Welcome!

It's tough to be an introvert in an extrovert world, especially in an extrovert's profession, like teaching. Through this blog, I'd like to share my own and others' reflections on being an introvert in the classroom. This isn't a place for misanthropes or grumps, though; I hope to thoughtfully discuss the challenges that introverts face in schools and celebrate the gifts that introverted teachers and students bring to the educational environment. If you can relate, please join me!

Saturday, January 19, 2013

"Don't smile until Christmas."

That's something older teachers love to tell younger teachers. I appreciated any advice on getting taken seriously when I started out teaching, as it's hard for seventeen-year-olds to view you as a real authority figure when you're twenty-two. Early on, one colleague even told me I needed to be "more of a bitch."

However, those comments were actually the exception rather than the rule. More often, new teachers are encouraged to fear that one wrong move of theirs will destroy a student's self-esteem for life. My master teacher (by the way, I hear they call them "cooperating teachers" now; ha, ha, if by "cooperating" you mean planning lessons with me ONE time and then getting paid to take notes on all my flaws while I teach your class for the next six weeks, then, yes, I had a cooperating teacher) told me up front: better to grade a student too high than too low. But maybe that was more a fear of parent complaints than of crushing children's hearts (if by children's hearts you mean seventeen-year-olds' hearts).

Then there was the time that I had the students doing some ridiculous, contrived game that I had come up with because talking about literature wasn't active enough learning, and they knew it was stupid and weren't participating. So, up there I stood, waiting. Finally, one boy felt sorry for me, and volunteered an answer. We moved on, but after class the master teacher berated me for not giving him more positive feedback; after all, he had saved my ass. First, student teaching is so humiliating that you get inured to that feeling pretty early on, and I think I would have lived had he not jumped in and given an answer out of pity. Second, when a bunch of students don't give answers, how did it become the teacher whose ass needs to be saved? Third, I didn't say anything negative; I probably just said 'ok,' because his answer was right. Just because I didn't lavish praise upon this kid, I was now a meanie.

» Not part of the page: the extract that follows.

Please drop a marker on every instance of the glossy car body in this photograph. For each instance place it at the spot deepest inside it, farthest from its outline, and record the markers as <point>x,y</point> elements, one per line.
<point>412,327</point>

So now, just being straightforward or neutral is mean. If you're not overly encouraging, or if you are quiet or subtle, you must be angry or derisive. Wesley Yang in "Paper Tigers" wrote about a similar phenomenon in a different context. He interviewed a young, Asian man who said that his friends asked him, "Dude, are you mad?" in clubs or other social situations. He felt he was merely being neutral, but because he wasn't acting like an over-the-top, smiley big-talker, he must be angry. That's how I think a lot of new teachers are made to feel. We know that we could be humiliated at any moment (anyone else been told to "suck and swallow" by a fifteen-year-old?), but if we're not as nurturing as kindergarten teachers on the first day of school, we're self-esteem crushers.

This pressure came up recently in a conversation with a colleague of mine. He said that he finds himself being excessively positive as a way to compensate for his introversion. Bottom line: If you're reserved, you'll be perceived as mean, so you have to act extra nice!

Ed school scared me so much that I once asked a counselor for his home phone number in case I read anything questionable while grading after hours because I was so paranoid about my status as a mandatory reporter. Our professors regaled us with stories of things we could do that could get us sued. At an orientation for one of my jobs in a coveted suburban district they told us that should any of us get ourselves dismissed, it might end up in the suburban newspaper. Gasp! Scandal!

In this type of social climate, could you blame twenty-two-year-old me for being worried when my master teacher wanted to show Dead Poets' Society? What if it sent out a bad message? What if it upset someone? Oh, silly me; I didn't realize that movies don't crush souls--only teachers do. So, after I voiced my concerns to her privately, she went on to say, after the movie finished, to the whole class, "So, you guys know that just because there's a suicide in this movie it doesn't mean we want you to go kill yourselves, right?" I can still hear the sarcasm dripping (the cliche works, so I'm leaving it in) in her voice.

You know, if a movie won't make someone commit suicide, I doubt that a D will either.

Herein is the paradox of being a young teacher: people view you in two extreme ways. You're treated as if you have the power to destroy lives or as if you're a nobody. Both feel pretty bad. Maybe that's the reason new teachers don't smile until Christmas.

1 comment:

  1. Just wanted to say I'm really enjoying this blog. Please keep posting as it's all very interesting and accurate.